Glyn Davis explains how engaging with communities can protect universities from government

Gyn Davies sets out grim fates for universities, which could be ransacked, like 16th century monasteries, by ministers upset by their independence and resentful of their resources. “In Britain and Australia higher education ministers have not held back – universities are labelled as inefficient, with overpaid vice-chancellors and overly generous wages and conditions for staff in a time of austerity. These institutions seem ripe for ‘efficiency dividends’, ” he says.

And if Tudor-esque terminators don’t get them, online packagers of knowledge-product might, the University of Melbourne vice chancellor warned in a London speech last week.

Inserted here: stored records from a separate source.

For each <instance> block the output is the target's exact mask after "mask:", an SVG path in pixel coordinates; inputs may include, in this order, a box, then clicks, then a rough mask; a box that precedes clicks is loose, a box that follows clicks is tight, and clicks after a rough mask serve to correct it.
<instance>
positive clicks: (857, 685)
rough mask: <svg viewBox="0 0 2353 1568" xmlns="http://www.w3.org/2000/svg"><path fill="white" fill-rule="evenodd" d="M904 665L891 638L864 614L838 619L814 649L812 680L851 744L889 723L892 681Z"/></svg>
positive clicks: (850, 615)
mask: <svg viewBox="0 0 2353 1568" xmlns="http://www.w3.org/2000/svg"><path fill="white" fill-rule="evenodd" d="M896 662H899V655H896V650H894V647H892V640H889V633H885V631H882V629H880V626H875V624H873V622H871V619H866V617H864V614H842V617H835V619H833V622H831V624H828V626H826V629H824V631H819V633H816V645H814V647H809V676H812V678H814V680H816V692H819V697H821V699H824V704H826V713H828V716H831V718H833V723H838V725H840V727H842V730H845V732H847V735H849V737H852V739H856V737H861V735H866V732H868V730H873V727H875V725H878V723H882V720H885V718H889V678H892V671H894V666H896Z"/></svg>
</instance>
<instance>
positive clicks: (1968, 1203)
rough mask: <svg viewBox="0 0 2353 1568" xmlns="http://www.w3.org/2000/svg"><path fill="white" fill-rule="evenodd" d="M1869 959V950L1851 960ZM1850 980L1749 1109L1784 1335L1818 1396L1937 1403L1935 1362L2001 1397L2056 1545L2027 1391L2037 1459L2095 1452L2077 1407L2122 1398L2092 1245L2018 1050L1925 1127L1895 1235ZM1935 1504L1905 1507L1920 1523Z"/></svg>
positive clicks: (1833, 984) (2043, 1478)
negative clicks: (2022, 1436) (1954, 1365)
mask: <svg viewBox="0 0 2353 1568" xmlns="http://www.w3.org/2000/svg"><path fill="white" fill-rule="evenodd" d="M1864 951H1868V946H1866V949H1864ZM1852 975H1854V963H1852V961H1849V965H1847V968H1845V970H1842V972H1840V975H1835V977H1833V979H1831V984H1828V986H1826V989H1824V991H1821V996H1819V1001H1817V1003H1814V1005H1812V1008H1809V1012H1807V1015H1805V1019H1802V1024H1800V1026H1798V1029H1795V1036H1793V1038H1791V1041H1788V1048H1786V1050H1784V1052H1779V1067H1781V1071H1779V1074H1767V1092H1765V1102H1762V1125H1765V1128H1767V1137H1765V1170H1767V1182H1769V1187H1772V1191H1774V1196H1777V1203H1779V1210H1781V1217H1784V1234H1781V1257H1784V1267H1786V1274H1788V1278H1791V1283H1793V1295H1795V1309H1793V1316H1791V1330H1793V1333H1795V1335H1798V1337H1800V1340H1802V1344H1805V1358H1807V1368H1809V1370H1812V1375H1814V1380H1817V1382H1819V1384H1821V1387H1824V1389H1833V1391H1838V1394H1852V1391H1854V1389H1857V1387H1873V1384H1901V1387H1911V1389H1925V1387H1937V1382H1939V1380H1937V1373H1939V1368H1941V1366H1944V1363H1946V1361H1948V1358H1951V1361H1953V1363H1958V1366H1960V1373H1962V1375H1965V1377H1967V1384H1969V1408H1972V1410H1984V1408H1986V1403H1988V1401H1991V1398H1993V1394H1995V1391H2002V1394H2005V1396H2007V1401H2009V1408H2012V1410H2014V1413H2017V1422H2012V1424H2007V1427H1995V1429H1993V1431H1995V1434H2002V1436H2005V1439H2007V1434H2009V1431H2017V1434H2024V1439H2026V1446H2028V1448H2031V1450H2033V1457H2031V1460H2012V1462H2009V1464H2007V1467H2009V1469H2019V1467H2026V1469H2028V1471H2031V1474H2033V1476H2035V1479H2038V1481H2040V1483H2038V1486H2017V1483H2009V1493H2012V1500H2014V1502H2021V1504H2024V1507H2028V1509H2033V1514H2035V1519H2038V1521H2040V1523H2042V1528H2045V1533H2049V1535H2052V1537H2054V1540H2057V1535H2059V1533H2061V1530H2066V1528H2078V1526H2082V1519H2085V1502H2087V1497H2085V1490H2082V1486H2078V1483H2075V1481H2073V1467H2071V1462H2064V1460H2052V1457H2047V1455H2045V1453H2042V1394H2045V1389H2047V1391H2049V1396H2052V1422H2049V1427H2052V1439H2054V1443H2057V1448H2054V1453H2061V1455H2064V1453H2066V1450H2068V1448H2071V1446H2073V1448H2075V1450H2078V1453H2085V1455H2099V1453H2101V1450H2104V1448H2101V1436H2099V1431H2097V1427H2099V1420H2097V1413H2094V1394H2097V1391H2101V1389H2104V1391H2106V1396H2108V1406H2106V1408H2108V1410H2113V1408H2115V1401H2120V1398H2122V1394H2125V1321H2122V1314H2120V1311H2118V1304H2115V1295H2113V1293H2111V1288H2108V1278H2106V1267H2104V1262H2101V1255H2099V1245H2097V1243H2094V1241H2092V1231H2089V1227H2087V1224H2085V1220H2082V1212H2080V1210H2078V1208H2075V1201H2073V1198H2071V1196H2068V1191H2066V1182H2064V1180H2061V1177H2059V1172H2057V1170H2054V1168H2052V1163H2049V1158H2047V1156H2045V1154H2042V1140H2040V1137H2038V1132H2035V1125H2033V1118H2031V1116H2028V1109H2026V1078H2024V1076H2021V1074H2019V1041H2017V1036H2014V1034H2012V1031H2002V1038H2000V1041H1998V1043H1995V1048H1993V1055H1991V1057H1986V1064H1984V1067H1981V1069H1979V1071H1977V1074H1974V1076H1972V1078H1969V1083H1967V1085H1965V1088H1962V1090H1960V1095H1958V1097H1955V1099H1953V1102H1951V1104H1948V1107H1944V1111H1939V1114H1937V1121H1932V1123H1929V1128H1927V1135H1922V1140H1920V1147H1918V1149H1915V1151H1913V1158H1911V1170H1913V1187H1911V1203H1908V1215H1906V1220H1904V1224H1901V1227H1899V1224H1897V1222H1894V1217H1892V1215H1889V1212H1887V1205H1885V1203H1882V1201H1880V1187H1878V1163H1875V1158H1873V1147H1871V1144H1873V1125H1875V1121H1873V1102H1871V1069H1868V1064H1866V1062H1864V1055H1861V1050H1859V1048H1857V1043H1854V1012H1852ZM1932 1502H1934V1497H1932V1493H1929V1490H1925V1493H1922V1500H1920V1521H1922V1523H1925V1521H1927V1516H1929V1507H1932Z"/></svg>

But those with Henrician horrors should relax. Professor Davis suggests universities need not argue alone on their enemies terms by defending research, justifying salaries, demonstrating the value for public and student money they provide. Universities can also go further by implementing engagement; “creating meaningful links between a university and its many constituencies, and communicating the fact that this is what we do.”  It’s certainly what UniMelb wants to be seen as doing, hosting an international conference on universities engaging with their communities last month, (CMM September 29)

“When we engage, we encourage local forces to defend the value of universities whenever politicians stoke resentment. We make clear the campus offers more than qualifications …– the university is, in a real sense, part of the community,” Professor Davis told his London audience.